Mortality dynamics and fossilisation pathways of a new metoposaurid-dominated multitaxic bonebed from India: a window into the Late Triassic vertebrate palaeoecosystem
Nibedita Rakshit, Sanghamitra Ray
Abstract
A new bonebed recovered from the Late Triassic of India contains various macro- and microfossils, unionid bivalves and coprolites. The macrofossils include more than 700 identifiable skeletal specimens of 27 metoposaurid, four phytosaur and two rhynchosaur individuals whereas the microfossils comprise about 500 isolated teeth of varied chondrichthyans, dipnoans, actinopterygians, archosauriforms, and several non-mammalian cynodonts. The bonebed is a monodominant, multitaxic, parautochthonous, time-averaged, attritional assemblage. The Tiki floodplain was populated by highly diverse animal communities occupying terrestrial, semi-aquatic and aquatic realms, where scavenging and/or predation were common.

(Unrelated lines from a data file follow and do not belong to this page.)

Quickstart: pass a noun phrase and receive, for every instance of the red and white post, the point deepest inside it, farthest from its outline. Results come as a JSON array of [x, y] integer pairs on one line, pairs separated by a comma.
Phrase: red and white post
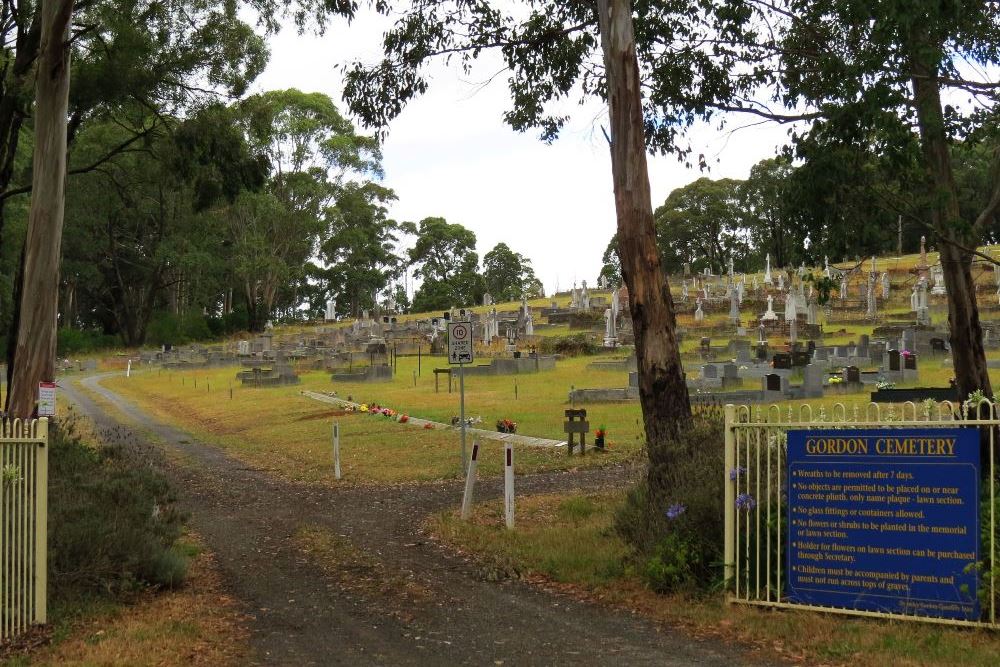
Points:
[[470, 480], [508, 484], [336, 449]]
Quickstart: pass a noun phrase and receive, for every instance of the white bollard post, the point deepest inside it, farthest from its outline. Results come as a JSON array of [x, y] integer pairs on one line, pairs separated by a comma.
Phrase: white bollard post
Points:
[[470, 480], [336, 450], [508, 484]]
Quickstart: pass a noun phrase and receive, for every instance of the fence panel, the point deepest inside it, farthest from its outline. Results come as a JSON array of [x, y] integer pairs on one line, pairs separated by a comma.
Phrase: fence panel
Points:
[[756, 493], [23, 525]]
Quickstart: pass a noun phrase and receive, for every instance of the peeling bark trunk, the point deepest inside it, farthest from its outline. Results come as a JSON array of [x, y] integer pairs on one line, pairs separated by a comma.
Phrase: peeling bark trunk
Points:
[[34, 359], [966, 334], [663, 393]]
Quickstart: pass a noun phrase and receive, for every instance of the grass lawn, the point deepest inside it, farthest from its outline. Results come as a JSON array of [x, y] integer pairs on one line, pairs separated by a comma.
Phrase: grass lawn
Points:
[[280, 430], [197, 624], [567, 541]]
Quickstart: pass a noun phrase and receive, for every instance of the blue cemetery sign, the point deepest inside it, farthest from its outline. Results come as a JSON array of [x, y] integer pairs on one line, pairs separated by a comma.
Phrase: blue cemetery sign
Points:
[[885, 520]]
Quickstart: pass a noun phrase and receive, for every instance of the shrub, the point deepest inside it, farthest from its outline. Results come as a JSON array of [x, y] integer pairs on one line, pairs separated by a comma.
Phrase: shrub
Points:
[[112, 523], [673, 520]]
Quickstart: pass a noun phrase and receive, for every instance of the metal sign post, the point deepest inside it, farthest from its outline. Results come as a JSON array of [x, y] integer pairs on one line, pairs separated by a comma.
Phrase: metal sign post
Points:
[[336, 449], [460, 353]]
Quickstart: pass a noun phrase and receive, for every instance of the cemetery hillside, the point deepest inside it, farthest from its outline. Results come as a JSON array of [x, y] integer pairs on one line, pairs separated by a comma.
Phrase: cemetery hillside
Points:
[[312, 354]]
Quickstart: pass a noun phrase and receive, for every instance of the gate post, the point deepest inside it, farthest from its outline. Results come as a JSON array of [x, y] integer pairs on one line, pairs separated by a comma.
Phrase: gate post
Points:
[[729, 553], [41, 519]]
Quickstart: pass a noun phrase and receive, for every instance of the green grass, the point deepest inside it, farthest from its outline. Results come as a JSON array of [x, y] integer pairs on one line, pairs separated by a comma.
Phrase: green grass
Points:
[[568, 538], [280, 430]]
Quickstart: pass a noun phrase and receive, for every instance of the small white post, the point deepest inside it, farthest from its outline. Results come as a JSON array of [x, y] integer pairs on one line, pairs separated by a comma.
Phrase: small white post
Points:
[[470, 480], [508, 484], [336, 449]]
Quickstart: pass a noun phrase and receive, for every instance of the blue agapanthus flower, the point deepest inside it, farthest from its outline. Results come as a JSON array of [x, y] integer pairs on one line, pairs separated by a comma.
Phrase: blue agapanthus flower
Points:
[[675, 511], [746, 502]]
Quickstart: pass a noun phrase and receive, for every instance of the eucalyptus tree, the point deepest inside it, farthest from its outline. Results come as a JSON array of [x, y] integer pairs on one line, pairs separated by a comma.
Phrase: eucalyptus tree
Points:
[[890, 71], [360, 251], [313, 156], [508, 275]]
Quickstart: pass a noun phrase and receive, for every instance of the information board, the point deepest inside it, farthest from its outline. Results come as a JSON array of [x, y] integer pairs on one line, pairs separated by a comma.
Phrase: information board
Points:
[[459, 343], [46, 399], [884, 520]]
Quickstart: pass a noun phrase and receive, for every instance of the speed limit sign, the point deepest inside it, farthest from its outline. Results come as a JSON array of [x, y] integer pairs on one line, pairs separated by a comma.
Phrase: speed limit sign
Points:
[[459, 343]]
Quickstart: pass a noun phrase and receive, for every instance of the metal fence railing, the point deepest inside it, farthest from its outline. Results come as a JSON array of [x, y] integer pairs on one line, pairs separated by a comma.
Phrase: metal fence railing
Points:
[[757, 496], [23, 524]]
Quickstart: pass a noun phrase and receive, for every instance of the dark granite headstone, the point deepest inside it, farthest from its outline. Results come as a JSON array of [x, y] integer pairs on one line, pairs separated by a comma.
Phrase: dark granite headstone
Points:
[[893, 356]]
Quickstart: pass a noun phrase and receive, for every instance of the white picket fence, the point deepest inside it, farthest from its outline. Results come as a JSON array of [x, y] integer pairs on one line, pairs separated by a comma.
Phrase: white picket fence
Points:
[[24, 486]]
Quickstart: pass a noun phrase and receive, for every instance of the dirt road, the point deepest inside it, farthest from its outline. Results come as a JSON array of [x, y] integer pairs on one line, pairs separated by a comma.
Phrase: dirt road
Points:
[[391, 596]]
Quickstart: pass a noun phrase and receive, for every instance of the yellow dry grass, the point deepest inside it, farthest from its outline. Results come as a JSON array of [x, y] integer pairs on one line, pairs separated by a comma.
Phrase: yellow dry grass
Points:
[[198, 624], [566, 542]]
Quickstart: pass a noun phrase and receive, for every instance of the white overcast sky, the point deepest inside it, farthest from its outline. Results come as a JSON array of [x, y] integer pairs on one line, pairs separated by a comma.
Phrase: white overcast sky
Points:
[[451, 155]]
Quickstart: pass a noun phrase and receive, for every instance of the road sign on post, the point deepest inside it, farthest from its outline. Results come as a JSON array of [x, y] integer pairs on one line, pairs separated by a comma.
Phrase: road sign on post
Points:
[[460, 342], [460, 352]]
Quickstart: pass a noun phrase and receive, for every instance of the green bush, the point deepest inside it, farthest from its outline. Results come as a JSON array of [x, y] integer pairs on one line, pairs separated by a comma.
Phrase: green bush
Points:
[[674, 519], [71, 341], [112, 522], [569, 346]]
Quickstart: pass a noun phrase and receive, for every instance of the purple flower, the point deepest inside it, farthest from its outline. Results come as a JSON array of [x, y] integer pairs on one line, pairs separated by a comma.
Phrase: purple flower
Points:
[[675, 511], [745, 501]]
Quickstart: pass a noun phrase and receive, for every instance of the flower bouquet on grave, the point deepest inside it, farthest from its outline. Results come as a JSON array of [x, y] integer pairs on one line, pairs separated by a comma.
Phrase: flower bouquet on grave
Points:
[[506, 426]]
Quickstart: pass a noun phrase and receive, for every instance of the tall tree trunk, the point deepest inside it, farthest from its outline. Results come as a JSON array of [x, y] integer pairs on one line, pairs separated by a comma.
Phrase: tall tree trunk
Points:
[[34, 359], [966, 335], [666, 408]]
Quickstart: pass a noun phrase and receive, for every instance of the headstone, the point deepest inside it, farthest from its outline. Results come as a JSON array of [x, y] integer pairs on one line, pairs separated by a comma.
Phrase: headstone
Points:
[[812, 379], [892, 360], [770, 315]]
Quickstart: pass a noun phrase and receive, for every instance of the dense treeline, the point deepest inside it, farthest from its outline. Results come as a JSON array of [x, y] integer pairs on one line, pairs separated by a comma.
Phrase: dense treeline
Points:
[[195, 210], [814, 201]]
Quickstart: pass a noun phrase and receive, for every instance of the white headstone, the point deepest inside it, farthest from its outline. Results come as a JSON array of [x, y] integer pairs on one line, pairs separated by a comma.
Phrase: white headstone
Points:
[[770, 315]]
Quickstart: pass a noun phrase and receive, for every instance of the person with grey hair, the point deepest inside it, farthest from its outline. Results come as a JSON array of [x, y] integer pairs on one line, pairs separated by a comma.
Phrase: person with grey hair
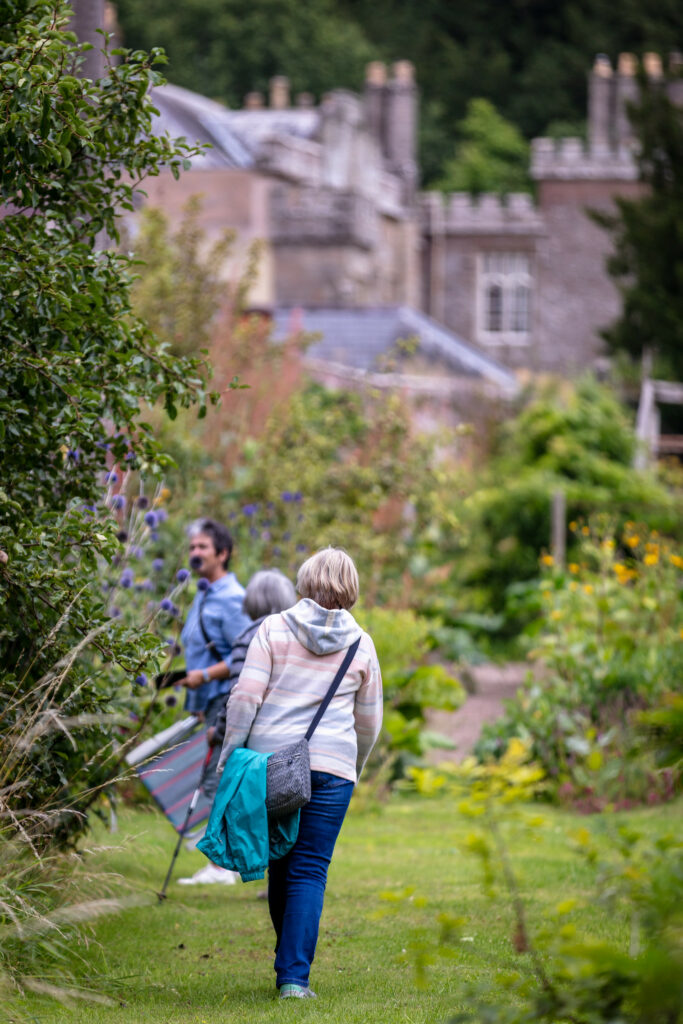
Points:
[[268, 591], [285, 681]]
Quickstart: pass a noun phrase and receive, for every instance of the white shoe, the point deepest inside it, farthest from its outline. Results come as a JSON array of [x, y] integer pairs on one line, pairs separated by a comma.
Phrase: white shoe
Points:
[[211, 875]]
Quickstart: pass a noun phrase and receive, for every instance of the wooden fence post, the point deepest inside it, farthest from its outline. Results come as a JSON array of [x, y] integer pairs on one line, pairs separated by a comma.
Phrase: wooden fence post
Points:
[[558, 535]]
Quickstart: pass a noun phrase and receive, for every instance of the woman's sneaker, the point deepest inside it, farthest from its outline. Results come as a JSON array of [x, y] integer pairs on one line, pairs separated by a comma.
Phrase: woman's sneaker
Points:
[[296, 992], [211, 875]]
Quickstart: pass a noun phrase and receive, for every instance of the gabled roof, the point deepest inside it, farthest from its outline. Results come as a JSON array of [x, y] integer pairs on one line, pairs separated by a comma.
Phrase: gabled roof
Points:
[[359, 338], [201, 120]]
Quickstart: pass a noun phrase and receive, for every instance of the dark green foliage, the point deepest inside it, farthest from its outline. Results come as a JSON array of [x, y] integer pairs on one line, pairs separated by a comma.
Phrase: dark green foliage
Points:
[[647, 262], [579, 440], [75, 367]]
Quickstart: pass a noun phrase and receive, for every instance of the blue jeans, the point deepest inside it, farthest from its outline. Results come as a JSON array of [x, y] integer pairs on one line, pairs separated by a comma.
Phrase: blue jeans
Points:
[[296, 884]]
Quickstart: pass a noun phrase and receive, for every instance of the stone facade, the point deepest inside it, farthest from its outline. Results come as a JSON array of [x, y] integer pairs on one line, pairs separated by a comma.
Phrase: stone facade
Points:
[[331, 193]]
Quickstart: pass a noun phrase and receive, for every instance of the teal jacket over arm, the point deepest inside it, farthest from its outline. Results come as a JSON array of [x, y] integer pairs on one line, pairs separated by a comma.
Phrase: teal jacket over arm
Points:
[[239, 835]]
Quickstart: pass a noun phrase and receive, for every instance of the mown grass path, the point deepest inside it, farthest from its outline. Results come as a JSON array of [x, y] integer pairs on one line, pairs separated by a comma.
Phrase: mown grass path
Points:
[[205, 954]]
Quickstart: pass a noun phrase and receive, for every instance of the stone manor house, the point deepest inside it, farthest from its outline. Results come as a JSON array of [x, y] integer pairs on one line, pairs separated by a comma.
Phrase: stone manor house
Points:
[[351, 248], [332, 192]]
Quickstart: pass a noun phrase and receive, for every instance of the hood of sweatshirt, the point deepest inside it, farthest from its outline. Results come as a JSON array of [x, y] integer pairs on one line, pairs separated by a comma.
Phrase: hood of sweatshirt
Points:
[[322, 631]]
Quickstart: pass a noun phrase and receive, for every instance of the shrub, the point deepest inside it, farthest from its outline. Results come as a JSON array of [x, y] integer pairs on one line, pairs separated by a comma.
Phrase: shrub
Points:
[[608, 644]]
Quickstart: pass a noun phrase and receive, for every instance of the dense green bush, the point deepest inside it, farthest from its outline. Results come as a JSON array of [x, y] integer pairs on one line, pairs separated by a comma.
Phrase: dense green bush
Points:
[[574, 438], [608, 644]]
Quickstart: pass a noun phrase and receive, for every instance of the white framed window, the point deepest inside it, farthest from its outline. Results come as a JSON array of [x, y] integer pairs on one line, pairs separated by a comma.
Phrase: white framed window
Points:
[[504, 298]]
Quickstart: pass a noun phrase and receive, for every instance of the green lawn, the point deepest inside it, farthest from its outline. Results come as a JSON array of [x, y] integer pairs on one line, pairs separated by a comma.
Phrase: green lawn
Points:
[[205, 954]]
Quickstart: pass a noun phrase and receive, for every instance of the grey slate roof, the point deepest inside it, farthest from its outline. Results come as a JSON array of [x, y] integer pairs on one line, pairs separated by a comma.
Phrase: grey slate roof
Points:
[[359, 338], [201, 120]]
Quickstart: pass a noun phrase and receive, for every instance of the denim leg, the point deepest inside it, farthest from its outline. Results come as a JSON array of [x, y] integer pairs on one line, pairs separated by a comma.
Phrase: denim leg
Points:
[[296, 884]]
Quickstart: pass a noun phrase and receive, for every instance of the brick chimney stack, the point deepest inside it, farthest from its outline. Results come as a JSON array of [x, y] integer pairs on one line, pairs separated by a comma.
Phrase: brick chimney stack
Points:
[[626, 92], [254, 101], [375, 98], [400, 125], [280, 92], [600, 105]]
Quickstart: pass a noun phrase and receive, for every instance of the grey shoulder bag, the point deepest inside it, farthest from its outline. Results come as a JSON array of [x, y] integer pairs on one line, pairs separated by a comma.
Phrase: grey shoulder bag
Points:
[[288, 771]]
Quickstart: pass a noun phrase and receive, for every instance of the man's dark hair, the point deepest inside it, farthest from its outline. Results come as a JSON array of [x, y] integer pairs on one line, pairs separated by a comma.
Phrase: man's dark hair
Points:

Two distinct biostratinomic modes deduced are – (i), natural death, decomposition, and differential pre-burial modifications of the large terrestrial and semi-aquatic animals, and (ii) breaching of banks during flooding events, mass death, and high energy deposition of sediment load including various aquatic fishes and unionids. Similar REE patterns of a representative sample set of bone specimens and their encasing matrices suggest same diagenetic condition and a single burial event. The MREE enrichment, cerium and uranium content indicate reducing burial microenvironment for the studied fossil specimens. The Late Triassic scenario comprised highly dynamic animal communities that had different mortality dynamics and fossilisation pathways depending on the habitats and palaeobehaviour of the animals.